My name is Sarah. I am a 13 year old bisexual girl. My birthday is May 12th.
I currently live in New Orleans, though I was born in Bay St. Louis, Mississippi. One day, I’d like to go to Japan and live somewhere in Canada.
I have four sisters and one brother, but they are much older than me.
I live with my mom while my dad resides in Maryland. He isn’t my real dad, but he took me under his wing when I was born.
I love to write. I have been writing since I was 4 years old. I learned how to read and write on my own mostly. I would fold computer paper together and create little picture books to give to my mom. She absolutely loved them, and I’m sure that she still keeps them. My favorite genre is psychological horror, though I’m not very good in writing it.
Writing is almost like a release for my emotions. When I’m sad, I write. When I’m angry, I write. When I’m happy, I write. It’s an instinct- it come naturally to me.
I am a Wiccan. Yes, I do perform spells. Yes, I do rituals. No, I don’t worship Satan. No, I don’t do black magic. Many people have misconceptions about Wicca. They believe that we are all evil and worship the devil. This is ironic, for we don’t even believe in Satan!
Wiccans are truly very loving, peaceful, and spiritual people. We are very forgiving and accepting. We don’t have a bible or anything of that sort because our only moral code is “an it harm none, do what ye will”.
I absolutely love the Japanese culture. I’ve been trying to learn the language for a while now. It’s tricky, but I know that it will be worth it in the end.
I just adore how strange they are. Many don’t appreciate the oddness of the Japanese. All of the gadgets they make are so interesting. Their commercials are so weird. The festivity of Japan is obvious. And of course, anime. I am a true anime fanatic. Bleach, Death Note, Fullmetal Alchemist, Sailor Moon, Hetalia…I could watch anime all day!
I’m a bit of a space cadet. I often day dream and think of things that are impossible. I love to meditate and soul travel.

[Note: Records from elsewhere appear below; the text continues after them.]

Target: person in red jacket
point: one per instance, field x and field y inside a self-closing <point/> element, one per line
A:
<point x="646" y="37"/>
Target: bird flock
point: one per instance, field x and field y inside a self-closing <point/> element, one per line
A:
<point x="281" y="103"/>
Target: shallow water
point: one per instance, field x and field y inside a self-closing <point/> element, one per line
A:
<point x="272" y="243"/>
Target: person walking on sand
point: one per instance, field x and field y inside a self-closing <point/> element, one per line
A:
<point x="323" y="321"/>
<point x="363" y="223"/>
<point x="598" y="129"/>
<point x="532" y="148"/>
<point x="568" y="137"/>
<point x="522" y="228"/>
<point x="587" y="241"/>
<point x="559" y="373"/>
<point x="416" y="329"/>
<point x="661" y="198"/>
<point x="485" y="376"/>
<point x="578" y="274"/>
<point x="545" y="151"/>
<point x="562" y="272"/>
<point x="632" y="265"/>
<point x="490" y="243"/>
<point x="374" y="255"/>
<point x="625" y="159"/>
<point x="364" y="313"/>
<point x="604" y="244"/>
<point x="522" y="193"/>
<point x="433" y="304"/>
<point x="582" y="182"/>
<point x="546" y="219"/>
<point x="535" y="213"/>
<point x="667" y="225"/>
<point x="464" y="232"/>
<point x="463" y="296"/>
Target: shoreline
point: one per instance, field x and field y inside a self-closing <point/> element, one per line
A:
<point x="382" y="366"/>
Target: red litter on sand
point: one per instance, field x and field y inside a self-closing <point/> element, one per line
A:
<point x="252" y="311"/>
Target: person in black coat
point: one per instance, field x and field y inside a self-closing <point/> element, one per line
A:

I always try to connect with my soul as much as possible, so it doesn’t become overwhelmed with the outside world.
I’m extremely shy. I find it hard to initiate conversations. Even going out makes me feel nervous. I have bad anxiety and ocd, so I have to take medication. However, once you break me out of my shell, I’m rather crazy and loud.
When I go to college, I want to get a ph.d in Psychology at Duke University, and I would also like to minor in creative writing. I have always been so interested in the human mind and mental health. Others tell me that I can’t be a clinical psychologist because I have too many problems of my own, but I don’t believe that. I want to help people out of depression and other mental issues. I always have found myself reaching out to help others when they are sad and in need of a friend.